Tomo asiento ante el ordenador y no sé qué hacer. Si añadir una columna más a la miserable situación del Málaga, si repasar la nueva política de la selección española o si glosar una vez más la ya mítica figura de Nadal que, en Nueva York, ha conquistado su cuarto triunfo allí con una demostración épica de su insuperable tenis. En este caso se nos agotan los adjetivos de clamor y alabanzas, de igual manera que respecto al jeque Al -Thani se acaban los adjetivos para calificar su comportamiento respecto al Málaga, aunque, claro, adjetivos y acusaciones de índole contraria. La pasiva reacción del jeque ante tantas y rotundas manifestaciones de repulsa (con pancartas que lo tachan de «ladrón de guante blanco») es indicativa de una absoluta falta de dignidad. Su ausencia y la de toda su familia (a la que mantiene a sueldo del club) confirman su cobardía, incapaz de dar la cara. Por todo ello confirmo la necesidad de una drástica solución, antes de que podamos vernos en la situación del Reus.
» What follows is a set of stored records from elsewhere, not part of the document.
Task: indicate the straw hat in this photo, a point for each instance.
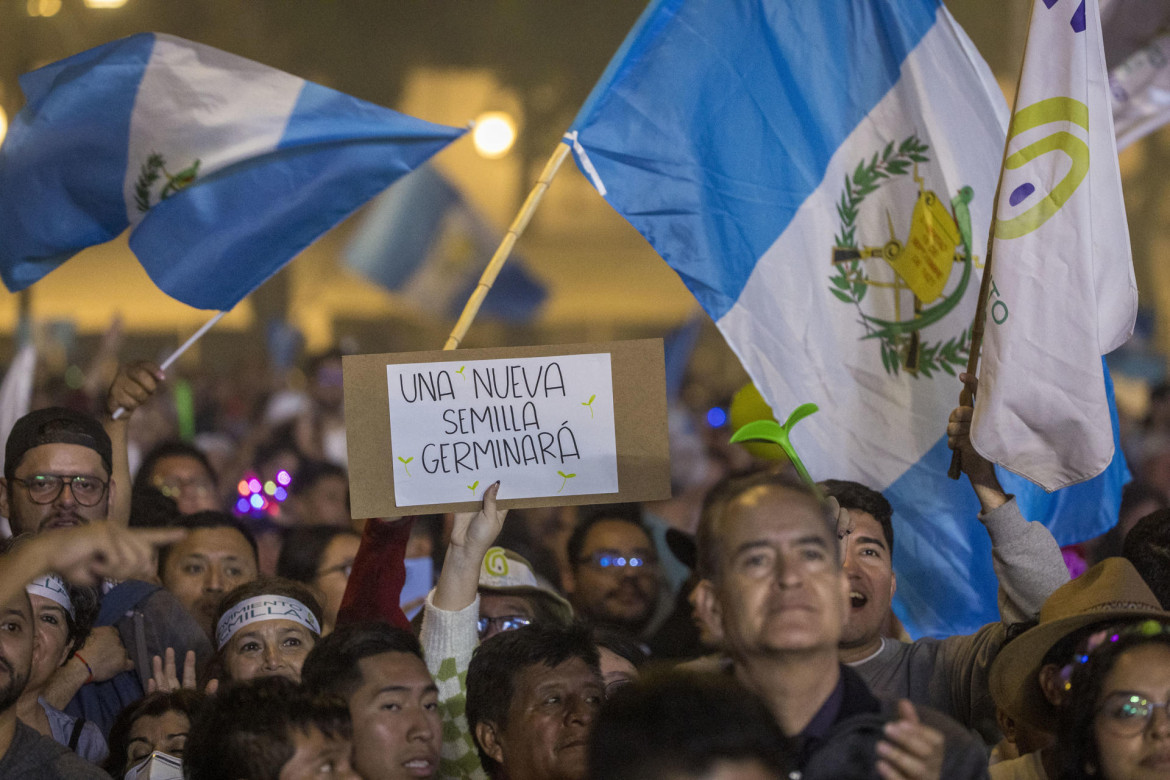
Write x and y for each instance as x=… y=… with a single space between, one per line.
x=504 y=571
x=1112 y=592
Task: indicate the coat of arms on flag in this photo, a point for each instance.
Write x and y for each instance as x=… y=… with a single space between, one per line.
x=914 y=268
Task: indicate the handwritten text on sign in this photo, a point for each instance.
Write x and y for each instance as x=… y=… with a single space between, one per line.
x=542 y=426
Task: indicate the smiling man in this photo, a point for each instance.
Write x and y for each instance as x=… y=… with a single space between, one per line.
x=531 y=698
x=949 y=675
x=393 y=702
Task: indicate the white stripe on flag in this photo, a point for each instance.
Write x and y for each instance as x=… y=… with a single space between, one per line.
x=803 y=344
x=200 y=104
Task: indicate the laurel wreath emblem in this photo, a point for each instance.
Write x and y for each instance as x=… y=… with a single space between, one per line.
x=150 y=173
x=851 y=282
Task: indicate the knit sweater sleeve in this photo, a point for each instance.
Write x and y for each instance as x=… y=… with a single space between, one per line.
x=448 y=640
x=1026 y=559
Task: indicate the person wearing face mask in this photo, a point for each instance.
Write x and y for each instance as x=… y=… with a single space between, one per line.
x=266 y=628
x=160 y=723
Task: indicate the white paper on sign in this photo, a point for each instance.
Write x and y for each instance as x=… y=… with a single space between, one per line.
x=542 y=426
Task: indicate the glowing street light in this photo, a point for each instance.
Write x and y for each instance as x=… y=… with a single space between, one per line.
x=494 y=135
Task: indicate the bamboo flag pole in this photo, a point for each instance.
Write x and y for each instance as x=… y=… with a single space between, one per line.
x=174 y=356
x=497 y=260
x=972 y=357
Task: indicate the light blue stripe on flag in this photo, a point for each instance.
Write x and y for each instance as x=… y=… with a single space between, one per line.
x=69 y=170
x=927 y=546
x=213 y=243
x=424 y=240
x=744 y=132
x=778 y=154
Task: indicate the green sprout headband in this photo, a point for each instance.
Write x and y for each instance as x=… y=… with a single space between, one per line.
x=769 y=430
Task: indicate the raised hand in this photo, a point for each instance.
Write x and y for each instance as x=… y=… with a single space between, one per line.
x=910 y=749
x=88 y=553
x=133 y=385
x=476 y=531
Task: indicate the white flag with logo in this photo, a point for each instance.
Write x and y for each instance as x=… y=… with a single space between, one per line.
x=1062 y=289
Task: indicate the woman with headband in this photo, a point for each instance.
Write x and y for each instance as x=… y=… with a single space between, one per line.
x=63 y=616
x=266 y=628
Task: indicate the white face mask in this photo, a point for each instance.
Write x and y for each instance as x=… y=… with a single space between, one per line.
x=157 y=766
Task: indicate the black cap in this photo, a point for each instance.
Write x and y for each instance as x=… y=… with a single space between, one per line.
x=682 y=546
x=55 y=425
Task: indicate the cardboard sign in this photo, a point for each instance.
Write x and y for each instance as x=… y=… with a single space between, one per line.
x=428 y=432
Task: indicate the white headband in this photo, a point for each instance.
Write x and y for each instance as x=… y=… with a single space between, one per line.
x=260 y=608
x=54 y=588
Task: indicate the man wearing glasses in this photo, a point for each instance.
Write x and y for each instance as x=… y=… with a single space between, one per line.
x=56 y=471
x=613 y=578
x=56 y=475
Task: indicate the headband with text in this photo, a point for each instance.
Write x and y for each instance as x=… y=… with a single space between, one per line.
x=54 y=588
x=260 y=608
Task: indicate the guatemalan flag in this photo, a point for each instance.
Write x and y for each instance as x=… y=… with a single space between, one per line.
x=224 y=167
x=821 y=177
x=425 y=241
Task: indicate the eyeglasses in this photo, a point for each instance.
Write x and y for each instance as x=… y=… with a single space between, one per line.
x=45 y=488
x=502 y=623
x=172 y=487
x=614 y=559
x=1128 y=715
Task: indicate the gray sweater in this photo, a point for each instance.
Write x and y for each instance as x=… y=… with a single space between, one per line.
x=950 y=675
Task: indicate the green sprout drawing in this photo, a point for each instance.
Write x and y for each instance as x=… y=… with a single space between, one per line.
x=769 y=430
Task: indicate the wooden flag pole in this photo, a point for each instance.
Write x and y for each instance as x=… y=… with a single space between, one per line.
x=497 y=260
x=174 y=356
x=972 y=357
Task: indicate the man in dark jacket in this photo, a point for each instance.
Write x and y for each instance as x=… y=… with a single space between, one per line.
x=56 y=475
x=23 y=752
x=775 y=587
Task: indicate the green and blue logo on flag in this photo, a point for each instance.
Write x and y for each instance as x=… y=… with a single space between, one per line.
x=831 y=214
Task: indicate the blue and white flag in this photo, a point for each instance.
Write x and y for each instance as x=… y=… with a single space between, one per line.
x=831 y=213
x=422 y=240
x=225 y=168
x=1062 y=290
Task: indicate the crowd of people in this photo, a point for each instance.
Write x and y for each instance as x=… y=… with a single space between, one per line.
x=207 y=608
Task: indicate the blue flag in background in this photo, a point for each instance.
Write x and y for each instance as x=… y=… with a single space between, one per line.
x=225 y=168
x=422 y=239
x=820 y=174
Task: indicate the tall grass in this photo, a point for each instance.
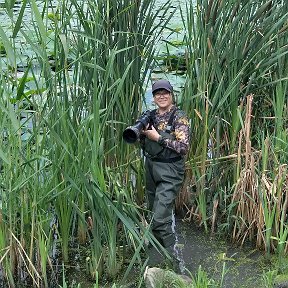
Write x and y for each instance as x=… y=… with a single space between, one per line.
x=85 y=83
x=236 y=92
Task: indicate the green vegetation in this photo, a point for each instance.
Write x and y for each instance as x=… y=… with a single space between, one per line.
x=67 y=179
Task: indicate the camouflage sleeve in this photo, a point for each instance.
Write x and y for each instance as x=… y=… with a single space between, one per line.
x=182 y=134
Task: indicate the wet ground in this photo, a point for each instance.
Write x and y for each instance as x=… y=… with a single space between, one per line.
x=236 y=266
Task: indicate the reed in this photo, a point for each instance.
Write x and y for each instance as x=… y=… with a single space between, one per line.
x=73 y=160
x=236 y=49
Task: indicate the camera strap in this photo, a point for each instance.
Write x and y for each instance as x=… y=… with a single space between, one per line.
x=154 y=147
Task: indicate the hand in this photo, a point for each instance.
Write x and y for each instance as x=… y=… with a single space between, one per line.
x=152 y=134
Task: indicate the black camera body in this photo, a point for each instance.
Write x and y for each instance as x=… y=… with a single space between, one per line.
x=132 y=133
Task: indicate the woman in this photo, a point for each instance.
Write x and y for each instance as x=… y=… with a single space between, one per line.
x=165 y=144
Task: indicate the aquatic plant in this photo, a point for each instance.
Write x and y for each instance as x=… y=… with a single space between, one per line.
x=236 y=92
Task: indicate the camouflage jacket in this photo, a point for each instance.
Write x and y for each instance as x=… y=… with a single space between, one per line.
x=180 y=129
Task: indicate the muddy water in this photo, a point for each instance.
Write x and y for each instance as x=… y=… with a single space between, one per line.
x=220 y=259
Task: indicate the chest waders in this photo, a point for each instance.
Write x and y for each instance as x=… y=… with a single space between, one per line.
x=164 y=170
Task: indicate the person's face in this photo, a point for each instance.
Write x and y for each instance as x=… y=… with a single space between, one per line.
x=163 y=98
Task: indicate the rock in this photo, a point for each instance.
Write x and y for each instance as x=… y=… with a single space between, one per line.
x=156 y=277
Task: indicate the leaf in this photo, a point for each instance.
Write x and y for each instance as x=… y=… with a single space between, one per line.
x=8 y=47
x=19 y=19
x=21 y=87
x=4 y=157
x=39 y=21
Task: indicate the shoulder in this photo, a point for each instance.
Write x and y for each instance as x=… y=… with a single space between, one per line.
x=180 y=113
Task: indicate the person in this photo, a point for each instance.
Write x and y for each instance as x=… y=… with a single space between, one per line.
x=165 y=144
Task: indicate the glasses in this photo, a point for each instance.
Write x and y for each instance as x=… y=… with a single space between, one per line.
x=159 y=94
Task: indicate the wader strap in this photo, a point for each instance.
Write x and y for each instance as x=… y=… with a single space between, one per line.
x=168 y=160
x=170 y=122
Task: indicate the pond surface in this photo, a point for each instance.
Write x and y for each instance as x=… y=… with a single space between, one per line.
x=239 y=267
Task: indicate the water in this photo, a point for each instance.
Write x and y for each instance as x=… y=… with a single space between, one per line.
x=239 y=267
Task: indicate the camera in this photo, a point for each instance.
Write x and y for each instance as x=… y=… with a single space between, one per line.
x=132 y=133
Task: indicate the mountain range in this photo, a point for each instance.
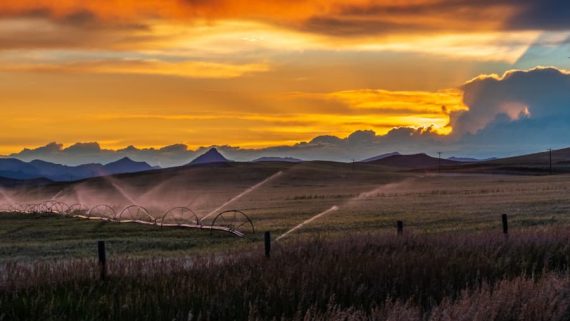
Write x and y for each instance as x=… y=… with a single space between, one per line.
x=14 y=171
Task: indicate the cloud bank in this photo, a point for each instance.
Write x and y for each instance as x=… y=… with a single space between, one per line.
x=521 y=111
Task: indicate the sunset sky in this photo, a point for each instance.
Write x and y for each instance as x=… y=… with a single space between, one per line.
x=255 y=74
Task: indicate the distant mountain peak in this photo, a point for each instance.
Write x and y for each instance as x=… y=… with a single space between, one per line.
x=210 y=157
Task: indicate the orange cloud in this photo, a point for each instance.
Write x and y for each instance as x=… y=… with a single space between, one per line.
x=338 y=17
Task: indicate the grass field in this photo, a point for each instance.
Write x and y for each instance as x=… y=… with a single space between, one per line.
x=452 y=262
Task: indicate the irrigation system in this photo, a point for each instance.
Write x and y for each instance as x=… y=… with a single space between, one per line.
x=235 y=222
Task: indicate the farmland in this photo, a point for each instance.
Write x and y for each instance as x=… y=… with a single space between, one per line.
x=347 y=264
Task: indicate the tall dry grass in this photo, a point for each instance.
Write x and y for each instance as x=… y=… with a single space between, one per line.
x=362 y=277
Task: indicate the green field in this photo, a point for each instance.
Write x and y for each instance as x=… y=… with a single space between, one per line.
x=369 y=200
x=453 y=262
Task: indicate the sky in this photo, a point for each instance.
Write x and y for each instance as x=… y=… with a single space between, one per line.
x=316 y=79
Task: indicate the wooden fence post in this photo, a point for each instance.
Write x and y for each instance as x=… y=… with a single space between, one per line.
x=267 y=244
x=400 y=227
x=505 y=224
x=102 y=260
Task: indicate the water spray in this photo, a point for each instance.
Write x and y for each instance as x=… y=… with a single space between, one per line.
x=242 y=194
x=332 y=209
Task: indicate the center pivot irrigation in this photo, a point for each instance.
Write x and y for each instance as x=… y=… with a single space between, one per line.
x=234 y=222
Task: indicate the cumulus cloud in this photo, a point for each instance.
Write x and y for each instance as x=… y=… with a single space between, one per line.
x=538 y=93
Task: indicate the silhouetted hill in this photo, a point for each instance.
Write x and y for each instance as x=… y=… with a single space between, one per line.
x=414 y=161
x=531 y=164
x=126 y=165
x=212 y=156
x=10 y=182
x=278 y=159
x=11 y=168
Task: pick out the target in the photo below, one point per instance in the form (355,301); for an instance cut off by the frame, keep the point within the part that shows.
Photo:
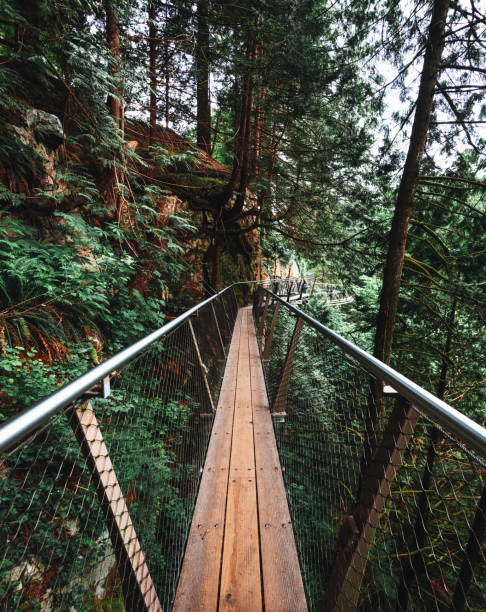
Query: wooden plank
(282,581)
(240,573)
(199,579)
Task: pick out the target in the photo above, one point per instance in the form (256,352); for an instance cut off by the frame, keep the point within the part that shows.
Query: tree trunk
(203,131)
(113,198)
(406,192)
(397,241)
(152,14)
(112,33)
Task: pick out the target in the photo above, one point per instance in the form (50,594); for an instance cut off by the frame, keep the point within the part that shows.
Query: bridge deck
(241,552)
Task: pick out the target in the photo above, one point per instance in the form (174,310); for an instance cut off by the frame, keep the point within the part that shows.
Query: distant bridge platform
(241,553)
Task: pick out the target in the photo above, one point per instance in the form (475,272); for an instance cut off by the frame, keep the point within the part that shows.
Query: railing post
(269,335)
(202,367)
(358,529)
(280,400)
(471,556)
(261,322)
(138,589)
(220,337)
(258,305)
(289,290)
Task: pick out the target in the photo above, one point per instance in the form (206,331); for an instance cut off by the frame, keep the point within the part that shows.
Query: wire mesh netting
(402,531)
(95,508)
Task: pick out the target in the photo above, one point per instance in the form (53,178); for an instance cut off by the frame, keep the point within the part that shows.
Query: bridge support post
(261,323)
(280,400)
(202,367)
(267,350)
(138,589)
(358,529)
(220,337)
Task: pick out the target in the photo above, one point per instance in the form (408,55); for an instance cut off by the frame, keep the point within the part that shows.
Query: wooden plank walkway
(241,552)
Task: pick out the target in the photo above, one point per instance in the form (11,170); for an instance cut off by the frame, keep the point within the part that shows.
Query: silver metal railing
(451,419)
(385,482)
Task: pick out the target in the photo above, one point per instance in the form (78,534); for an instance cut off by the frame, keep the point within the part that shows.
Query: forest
(153,152)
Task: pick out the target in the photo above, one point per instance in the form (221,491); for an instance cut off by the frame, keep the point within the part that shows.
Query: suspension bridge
(246,457)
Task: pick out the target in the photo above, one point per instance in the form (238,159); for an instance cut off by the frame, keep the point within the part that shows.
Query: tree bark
(203,130)
(152,14)
(392,276)
(113,196)
(112,33)
(403,209)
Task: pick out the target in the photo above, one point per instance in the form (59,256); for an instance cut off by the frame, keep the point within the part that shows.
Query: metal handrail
(446,416)
(26,422)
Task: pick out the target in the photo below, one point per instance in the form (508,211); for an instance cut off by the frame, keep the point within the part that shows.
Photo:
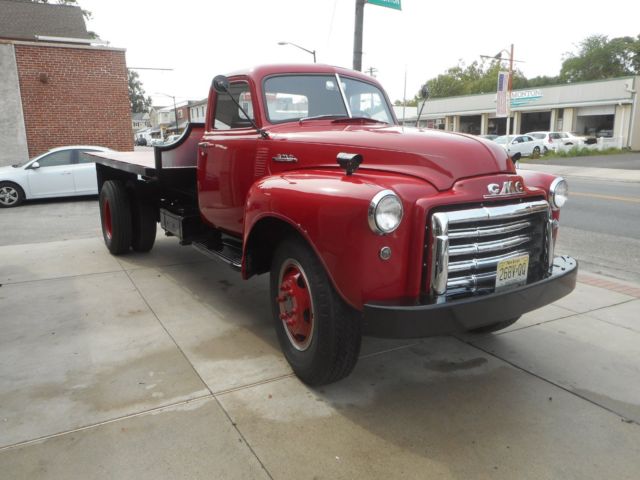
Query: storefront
(606,108)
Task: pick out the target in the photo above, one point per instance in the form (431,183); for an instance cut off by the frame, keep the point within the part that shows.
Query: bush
(584,152)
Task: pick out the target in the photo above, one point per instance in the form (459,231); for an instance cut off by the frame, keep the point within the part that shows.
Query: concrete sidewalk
(618,175)
(166,365)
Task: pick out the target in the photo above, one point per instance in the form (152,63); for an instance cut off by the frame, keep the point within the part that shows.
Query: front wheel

Pienso que la otra mitad de la propiedad del club tendría algo que decir.

Nada más acabar el encuentro España-Islas Feroe, con la satisfacción del deber cumplido, nos fuimos en busca de Rafa Nadal, seguros de hallar ese gran campeón que, gane o pierda, nunca decepciona. Ya tenía dos sets ganados pero el tercero y cuarto nos tuvo emocionados hasta la madrugada, hasta que una nueva explosión de júbilo nos invadía, a los que estaban allí y a los millones de personas que siguen a Nadal por más de medio mundo. Era el orgullo español en el mundo del tenis como poco antes se había rubricado en el del fútbol y en tantos otros deportes. Aquí, en Málaga, nos toca simultanear triunfos y medallas con una especie de virus futbolístico llegado de Catar. Y que, como sea, hay que atajar antes de que sea demasiado tarde.

Inevitablemente acabo con el mismo sentimiento de pesar y preocupación con el que empecé esta columna. Ya estamos en la quinta jornada y no se vislumbra mejoría alguna. Sigamos esperanzados.